Sur cette côte ouest où se concentrent les touristes et la population locale, il faut se rendre à Malmok Beach pour commencer à s’éloigner des clichés du tourisme de masse. Goûter aux délices d’une Dame nature plus intacte y est plus aisé. Si Aruba se targue à raison de jouir de quelques-unes des plus belles plages des Antilles, étendues sur des kilomètres de sable farineux, la plus sauvage Arashi Beach est de ces trésors. Nichée à la pointe nord, devant le phare California, et adjacente au splendide parcours de golf du Tierra Del Sol Resort Country Club, elle symbolise la beauté intrinsèque d’Aruba. L’eau y est cristalline, le snorkling extraordinaire et quelques coulées de brasse à peine suffisent pour disposer d’une vue impériale sur la côte.
 
En continuant encore quelques kilomètres vers l’extrême nord (à pied ou à vélo de préférence), Aruba offre la magie d’une diversité plus discrète qu’ostentatoire pour le chaland engoncé dans les sentiers battus. Là, devant des dunes de sable ouvertes au vent, les vagues agitées ourlent les rochers noirs. Dans ce décor irlandais, le silence de la contemplation sincère est indispensable.
 
Cette variété de paysage, le parc national Arikok en constitue également un porte-drapeau incontournable. Accessible uniquement en 4x4, dans la partie est de l’île, il représente 18 % de la surface d’Aruba et se compose de trois formations géologiques de l’ère primaire.

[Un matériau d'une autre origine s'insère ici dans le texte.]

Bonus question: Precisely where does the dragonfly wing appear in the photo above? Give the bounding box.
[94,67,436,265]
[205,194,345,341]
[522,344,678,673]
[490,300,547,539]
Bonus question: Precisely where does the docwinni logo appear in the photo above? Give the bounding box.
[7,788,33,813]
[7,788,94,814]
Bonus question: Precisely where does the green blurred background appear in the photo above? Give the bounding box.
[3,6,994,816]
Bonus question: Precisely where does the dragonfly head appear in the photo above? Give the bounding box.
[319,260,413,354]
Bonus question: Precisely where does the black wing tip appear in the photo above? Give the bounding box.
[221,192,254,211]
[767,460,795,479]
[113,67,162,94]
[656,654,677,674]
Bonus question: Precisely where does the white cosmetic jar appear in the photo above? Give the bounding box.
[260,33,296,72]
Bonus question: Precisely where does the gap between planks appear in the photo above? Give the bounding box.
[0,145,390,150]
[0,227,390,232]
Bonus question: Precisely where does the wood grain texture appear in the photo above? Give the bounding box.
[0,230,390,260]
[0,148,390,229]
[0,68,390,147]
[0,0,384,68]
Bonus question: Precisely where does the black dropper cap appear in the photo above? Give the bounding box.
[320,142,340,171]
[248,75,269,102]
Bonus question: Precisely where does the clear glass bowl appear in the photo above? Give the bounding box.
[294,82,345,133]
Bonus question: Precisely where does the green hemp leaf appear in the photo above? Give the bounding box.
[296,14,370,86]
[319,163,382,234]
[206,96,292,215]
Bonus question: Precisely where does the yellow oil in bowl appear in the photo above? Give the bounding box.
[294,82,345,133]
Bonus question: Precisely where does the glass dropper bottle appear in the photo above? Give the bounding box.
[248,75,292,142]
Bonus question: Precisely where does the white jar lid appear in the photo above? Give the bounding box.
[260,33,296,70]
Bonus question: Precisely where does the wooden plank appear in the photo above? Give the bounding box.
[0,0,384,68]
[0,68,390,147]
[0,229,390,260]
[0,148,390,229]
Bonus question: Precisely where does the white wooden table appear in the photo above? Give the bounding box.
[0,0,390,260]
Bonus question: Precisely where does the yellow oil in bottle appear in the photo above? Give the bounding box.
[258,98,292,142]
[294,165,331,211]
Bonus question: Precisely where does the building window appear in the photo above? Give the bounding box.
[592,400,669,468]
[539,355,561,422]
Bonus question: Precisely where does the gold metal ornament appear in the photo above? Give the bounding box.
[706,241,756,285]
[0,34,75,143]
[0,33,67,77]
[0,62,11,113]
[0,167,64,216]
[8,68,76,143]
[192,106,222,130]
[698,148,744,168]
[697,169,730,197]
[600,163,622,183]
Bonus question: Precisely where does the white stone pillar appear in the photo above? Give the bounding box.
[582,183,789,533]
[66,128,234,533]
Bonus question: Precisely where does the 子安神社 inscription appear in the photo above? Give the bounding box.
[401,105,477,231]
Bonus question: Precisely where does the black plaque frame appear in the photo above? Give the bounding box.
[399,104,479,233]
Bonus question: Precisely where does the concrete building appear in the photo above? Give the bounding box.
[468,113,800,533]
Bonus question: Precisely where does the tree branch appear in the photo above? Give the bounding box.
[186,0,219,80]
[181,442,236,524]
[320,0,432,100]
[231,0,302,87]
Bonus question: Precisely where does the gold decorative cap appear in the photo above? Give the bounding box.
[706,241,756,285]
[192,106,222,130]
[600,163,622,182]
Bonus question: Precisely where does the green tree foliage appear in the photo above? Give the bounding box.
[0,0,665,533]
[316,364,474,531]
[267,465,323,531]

Populaire pour ses pistes de randonnées, ses mines d’or et la visite des anciennes plantations, Arikok et son micro-climat disposent également d’une piscine naturelle qui vaut le détour. Pour ceux qui veulent quitter Palm Beach ou Eagle Beach, dans le High Rise, y passer une journée entière est une obligation.
 
Aruba, c’est aussi, et surtout, une diversité sous-marine impressionnante. Terre de mariage et de lune de miel comme de retraite paisible et exotique, l’île attire également les amoureux de plongée et de sports aquatiques. Pour les passionnées des fonds sous-marins, ce sont pas moins de 42 sites différents qui sont à leur disposition, avec épaves de la Seconde Guerre mondiale et coraux rares au programme. Ceux qui préfèrent la planche à voile, la voile ou le Stand up paddle surf seront tout autant servis. Les accros ou curieux du Kitesurf seront, eux, au nirvana, l’île étant une Mecque pour ce sport.
 
Contrairement à la boîte de chocolats chère à Forrest Gump, Aruba n’est pas imprévisible : on sait ce qu’il y a dedans. Ile aux deux visages et vide de tout intérêt culturel hormis la spontanéité affable de son peuple, elle ravira en connaissance de cause. Elle pourra aussi décevoir les moins avertis, débarqués à l’improviste en quête d’authenticité.